Vacinas são estratégia de saúde comprovada e não causam doenças

Vacinas são estratégia de saúde comprovada e não causam doenças
Freepik

A relação entre vacinação e o surgimento de doenças voltou ao centro dos debates nos últimos anos, impulsionada pela circulação de informações falsas nas redes sociais. Apesar da preocupação de parte da população, especialistas são categóricos: não existem evidências científicas que relacionem vacinas utilizadas nos programas de imunização com o aumento do risco de desenvolvimento de doenças crônicas, neurológicas ou autoimunes.

É o contrário: a vacinação é considerada uma das estratégias de saúde pública mais importantes da história, responsável por controlar e até erradicar doenças que causaram milhões de mortes ao longo das décadas. O funcionamento das vacinas se baseia justamente em preparar o organismo para reconhecer e combater vírus e bactérias antes que eles provoquem infecções graves.

Vacinação estimula proteção, não doença

As vacinas atuam treinando o sistema imunológico para responder de forma rápida e eficiente quando ele entra em contato com um agente infeccioso.

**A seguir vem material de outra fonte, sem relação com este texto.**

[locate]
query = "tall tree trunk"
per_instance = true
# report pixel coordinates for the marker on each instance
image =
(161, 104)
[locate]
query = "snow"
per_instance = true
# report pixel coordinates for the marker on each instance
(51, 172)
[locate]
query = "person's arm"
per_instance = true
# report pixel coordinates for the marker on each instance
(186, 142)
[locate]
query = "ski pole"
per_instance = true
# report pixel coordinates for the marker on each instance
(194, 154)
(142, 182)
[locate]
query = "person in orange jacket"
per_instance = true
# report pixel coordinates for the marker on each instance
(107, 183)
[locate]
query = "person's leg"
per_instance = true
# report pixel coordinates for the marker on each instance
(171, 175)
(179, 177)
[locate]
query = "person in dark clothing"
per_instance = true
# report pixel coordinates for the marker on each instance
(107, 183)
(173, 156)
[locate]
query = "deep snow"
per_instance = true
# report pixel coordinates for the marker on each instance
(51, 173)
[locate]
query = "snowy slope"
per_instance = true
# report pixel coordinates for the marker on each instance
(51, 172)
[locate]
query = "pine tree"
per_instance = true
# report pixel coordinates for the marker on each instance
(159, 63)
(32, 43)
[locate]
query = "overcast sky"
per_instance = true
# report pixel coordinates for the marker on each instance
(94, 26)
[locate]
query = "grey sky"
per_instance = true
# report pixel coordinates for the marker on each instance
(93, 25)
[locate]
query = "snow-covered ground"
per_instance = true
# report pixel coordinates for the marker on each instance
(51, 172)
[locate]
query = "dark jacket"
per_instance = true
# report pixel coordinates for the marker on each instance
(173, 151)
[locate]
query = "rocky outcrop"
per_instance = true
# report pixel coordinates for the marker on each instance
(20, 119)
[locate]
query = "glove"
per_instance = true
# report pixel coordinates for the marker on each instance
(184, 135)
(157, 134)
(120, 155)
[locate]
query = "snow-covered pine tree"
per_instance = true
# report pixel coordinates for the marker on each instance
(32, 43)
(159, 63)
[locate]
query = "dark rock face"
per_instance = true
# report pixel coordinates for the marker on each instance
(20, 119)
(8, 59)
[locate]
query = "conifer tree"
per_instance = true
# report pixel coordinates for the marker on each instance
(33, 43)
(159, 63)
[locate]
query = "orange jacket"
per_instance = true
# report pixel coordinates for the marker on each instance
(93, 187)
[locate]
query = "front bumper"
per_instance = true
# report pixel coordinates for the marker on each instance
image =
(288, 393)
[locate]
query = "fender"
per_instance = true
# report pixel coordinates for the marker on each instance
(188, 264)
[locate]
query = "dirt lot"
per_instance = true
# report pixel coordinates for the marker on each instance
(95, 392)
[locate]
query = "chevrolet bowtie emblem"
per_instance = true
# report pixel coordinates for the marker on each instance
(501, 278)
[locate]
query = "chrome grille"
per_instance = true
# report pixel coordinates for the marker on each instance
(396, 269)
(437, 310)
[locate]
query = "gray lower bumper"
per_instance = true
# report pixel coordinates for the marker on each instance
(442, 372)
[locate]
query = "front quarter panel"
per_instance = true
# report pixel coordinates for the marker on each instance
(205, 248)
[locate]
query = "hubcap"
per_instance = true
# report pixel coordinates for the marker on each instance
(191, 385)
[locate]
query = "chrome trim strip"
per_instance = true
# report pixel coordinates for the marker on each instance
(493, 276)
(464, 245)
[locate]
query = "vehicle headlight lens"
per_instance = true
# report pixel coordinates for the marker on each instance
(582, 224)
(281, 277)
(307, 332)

O processo envolve a produção de anticorpos e outros mecanismos de defesa que ajudam a evitar a doença ou reduzir sua gravidade.

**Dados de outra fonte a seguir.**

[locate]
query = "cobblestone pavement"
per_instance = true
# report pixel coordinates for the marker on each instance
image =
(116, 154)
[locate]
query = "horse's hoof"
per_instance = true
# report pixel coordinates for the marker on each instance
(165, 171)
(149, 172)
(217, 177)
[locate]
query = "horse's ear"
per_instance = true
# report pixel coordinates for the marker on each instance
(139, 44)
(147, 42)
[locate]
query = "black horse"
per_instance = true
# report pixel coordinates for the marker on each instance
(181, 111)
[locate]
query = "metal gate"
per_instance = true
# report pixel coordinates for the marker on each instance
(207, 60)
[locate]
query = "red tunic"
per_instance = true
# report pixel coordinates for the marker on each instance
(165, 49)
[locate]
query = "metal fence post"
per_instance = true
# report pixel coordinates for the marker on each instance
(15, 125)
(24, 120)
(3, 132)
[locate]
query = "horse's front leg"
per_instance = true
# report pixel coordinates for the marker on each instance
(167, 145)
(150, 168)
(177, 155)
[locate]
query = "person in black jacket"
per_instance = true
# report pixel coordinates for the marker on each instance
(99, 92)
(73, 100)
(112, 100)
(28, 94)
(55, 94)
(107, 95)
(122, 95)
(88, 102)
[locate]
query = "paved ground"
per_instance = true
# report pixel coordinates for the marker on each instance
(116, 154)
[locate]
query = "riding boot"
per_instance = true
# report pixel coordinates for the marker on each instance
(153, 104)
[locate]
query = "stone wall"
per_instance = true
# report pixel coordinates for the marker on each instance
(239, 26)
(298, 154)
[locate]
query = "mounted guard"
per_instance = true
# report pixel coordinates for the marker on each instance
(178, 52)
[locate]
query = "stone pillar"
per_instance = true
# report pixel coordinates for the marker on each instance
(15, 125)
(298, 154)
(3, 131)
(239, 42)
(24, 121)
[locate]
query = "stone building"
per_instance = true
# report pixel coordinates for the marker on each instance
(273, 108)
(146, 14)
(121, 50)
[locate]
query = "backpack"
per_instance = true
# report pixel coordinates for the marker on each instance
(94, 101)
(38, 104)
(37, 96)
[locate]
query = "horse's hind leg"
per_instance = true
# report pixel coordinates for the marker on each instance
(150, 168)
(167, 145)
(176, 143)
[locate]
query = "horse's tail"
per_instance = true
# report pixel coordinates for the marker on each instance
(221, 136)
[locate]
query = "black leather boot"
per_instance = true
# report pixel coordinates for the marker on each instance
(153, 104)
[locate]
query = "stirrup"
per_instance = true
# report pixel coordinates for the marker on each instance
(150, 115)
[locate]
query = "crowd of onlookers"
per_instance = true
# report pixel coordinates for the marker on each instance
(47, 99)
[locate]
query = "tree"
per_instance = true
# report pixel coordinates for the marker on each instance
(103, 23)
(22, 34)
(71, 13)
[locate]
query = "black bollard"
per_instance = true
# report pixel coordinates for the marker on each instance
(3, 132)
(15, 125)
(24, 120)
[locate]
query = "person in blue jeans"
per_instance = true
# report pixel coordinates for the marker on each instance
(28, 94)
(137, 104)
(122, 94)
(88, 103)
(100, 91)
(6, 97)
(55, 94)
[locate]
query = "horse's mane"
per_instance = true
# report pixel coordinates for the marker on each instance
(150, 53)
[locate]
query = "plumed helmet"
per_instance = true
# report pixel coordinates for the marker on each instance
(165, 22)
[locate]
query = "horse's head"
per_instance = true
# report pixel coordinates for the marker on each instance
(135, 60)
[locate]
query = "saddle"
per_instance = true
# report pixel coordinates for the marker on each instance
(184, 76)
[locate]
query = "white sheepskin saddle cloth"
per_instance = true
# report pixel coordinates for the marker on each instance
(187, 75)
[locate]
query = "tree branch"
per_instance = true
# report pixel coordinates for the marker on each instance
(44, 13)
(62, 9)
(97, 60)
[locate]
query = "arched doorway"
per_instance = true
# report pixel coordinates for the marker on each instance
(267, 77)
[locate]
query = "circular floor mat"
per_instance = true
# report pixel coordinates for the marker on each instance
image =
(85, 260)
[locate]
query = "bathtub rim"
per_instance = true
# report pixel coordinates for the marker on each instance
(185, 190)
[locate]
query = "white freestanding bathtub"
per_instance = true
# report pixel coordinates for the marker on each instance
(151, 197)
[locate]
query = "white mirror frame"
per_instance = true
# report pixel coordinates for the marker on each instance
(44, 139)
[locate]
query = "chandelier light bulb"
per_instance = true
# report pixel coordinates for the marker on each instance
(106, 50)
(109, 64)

Segundo a pneumopediatria Mônica Levi, presidente da Sociedade Brasileira de Imunizações (SBIm), algumas vacinas podem provocar manifestações leves semelhantes aos sintomas da doença contra a qual protegem, especialmente aquelas produzidas com vírus vivos atenuados. No entanto, essas reações são esperadas e incomparavelmente menos graves do que a infecção natural.

“As vacinas foram desenvolvidas para salvar vidas e proteger contra doenças, não para causá-las”, afirma.

A especialista explica que a redução da circulação de diversas enfermidades fez com que parte da população deixasse de conviver com os riscos reais das doenças. Sem conhecê-las, aumentou a preocupação com possíveis eventos adversos, que são mais comuns.

“Quando as pessoas deixam de ver as doenças, passam a temer mais os eventos adversos do que as consequências que a vacinação evita”, destaca.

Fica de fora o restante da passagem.